Gambaran Jisoo yang mewujudkan tipe idealnya muncul di benaknya. Sooji meremas roknya erat-erat.

"Bodoh sekali aku..."

Dia merasa sangat sedih sehingga dia tidak bisa mengangkat kepalanya. Karena usaha Myungsoo dan semua yang telah Myungsoo lakukan untuknya, Sooji pikir Myungsoo benar-benar menyukainya. Sooji merasa malu pada dirinya sendiri.

Ketika Myungsoo menyatakan perasaannya padanya, Sooji memperkirakan bahwa jika seseorang yang dekat dengan tipe idealnya muncul, Myungsoo akan dengan mudah mengalihkan perhatiannya padanya. Apa yang tidak bisa dia prediksi adalah dia akan menyukai Myungsoo. Sooji menarik napas dalam-dalam dan menyeka matanya.

Saat berikutnya, ponselnya berdering dari dalam tasnya. Ketika dia mengeluarkannya dan melihat ke layar, nama mantan kekasihnya ada di sana.

Setelah kamarnya digerebek oleh pencuri, Minho meneleponnya sekitar dua, tiga hingga lima kali sehari. Dia selalu mengabaikan panggilannya tapi entah bagaimana dia merasakan dorongan untuk menjawab hari ini.

Suara berseri-seri bergema ketika dia meletakkan telepon di telinganya.

"Sooji! Kau akhirnya menjawab!"

"Minho..."

Suaranya keluar sedikit sengau setelah panggilan berhasil tersambung.

"Ada apa? Apa kau menangis?"

"Tidak, aku baik - baik saja. Ngomong-ngomong, ada apa?"

Sooji mencoba yang terbaik untuk menenangkan dirinya. Minho menarik napas dalam-dalam, lalu bertanya dengan nada serius.

"Baiklah, bisakah kita bertemu malam ini?"

"Maaf, aku tidak akan bertemu denganmu lagi..."

Sejak Minho meneriakinya di toko serba ada, perasaannya terhadap pria itu berubah dingin. Terlebih lagi, Minho akhir-akhir ini mengganggunya dengan panggilan telepon, yang mengganggunya dan membuatnya merasa tidak nyaman.

Dia tidak berpikir insiden penguntit dan pencurian adalah perbuatan Minho tetapi kegigihannya membuatnya takut.

"Jangan katakan itu. Aku telah banyak merenung sejak kita putus. Katakan, bisakah kau memberiku kesempatan lagi?"

"Maaf. Aku punya seseorang yang kusuka sekarang."

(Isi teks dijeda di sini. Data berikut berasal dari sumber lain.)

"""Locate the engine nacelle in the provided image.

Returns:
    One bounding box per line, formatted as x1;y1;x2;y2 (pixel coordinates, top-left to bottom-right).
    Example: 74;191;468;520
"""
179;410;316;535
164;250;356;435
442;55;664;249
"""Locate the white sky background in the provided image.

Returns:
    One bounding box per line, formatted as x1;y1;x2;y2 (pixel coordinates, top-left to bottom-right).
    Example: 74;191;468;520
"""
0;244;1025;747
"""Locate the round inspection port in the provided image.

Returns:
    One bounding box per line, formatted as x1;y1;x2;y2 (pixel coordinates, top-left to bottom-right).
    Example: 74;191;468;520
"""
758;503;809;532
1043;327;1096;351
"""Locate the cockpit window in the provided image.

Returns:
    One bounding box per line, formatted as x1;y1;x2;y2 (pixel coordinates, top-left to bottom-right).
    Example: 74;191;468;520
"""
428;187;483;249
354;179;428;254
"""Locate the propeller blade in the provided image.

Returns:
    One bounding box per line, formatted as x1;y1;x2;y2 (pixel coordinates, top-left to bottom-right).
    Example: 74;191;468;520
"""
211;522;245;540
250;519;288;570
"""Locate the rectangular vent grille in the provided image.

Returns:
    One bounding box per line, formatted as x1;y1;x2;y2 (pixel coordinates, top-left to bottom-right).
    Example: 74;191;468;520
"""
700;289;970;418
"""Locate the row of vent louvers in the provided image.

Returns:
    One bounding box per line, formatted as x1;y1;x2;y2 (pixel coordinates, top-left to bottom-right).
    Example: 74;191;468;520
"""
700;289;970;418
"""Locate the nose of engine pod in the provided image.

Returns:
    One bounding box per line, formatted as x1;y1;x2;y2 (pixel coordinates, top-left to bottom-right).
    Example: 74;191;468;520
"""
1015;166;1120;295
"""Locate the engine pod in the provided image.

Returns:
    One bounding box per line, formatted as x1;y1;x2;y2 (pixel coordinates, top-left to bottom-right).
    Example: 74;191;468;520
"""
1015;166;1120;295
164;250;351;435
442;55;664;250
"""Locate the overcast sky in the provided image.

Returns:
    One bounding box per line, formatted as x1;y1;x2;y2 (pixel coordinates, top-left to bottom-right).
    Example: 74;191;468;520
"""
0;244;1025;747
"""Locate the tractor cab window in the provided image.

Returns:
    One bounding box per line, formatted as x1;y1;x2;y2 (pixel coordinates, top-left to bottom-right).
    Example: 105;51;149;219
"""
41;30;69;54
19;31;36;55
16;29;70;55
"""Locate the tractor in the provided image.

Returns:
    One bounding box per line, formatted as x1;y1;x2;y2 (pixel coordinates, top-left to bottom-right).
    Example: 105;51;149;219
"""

Dia ingin menertawakan dirinya sendiri setelah mengatakan itu. Baru saja, dia patah hati karena orang yang dia sukai.

"Apa itu si pria berkacamata? Berhenti menyukainya! Dia akan mencampakkanmu begitu saja!"

"Tidak peduli berapa kali kau meneleponku, perasaanku tidak akan berubah."

Sooji berkata dan menutup telepon. Teleponnya segera berdering lagi tetapi dia mengabaikannya. Dia memblokir nomor Minho dan teleponnya tidak bersuara sampai ada pesan masuk.

"Kau harus berhati-hati dalam perjalanan ke tempat kerja - Kim Myungsoo."

Kebaikannya kini terasa menyakitkan bagi Sooji.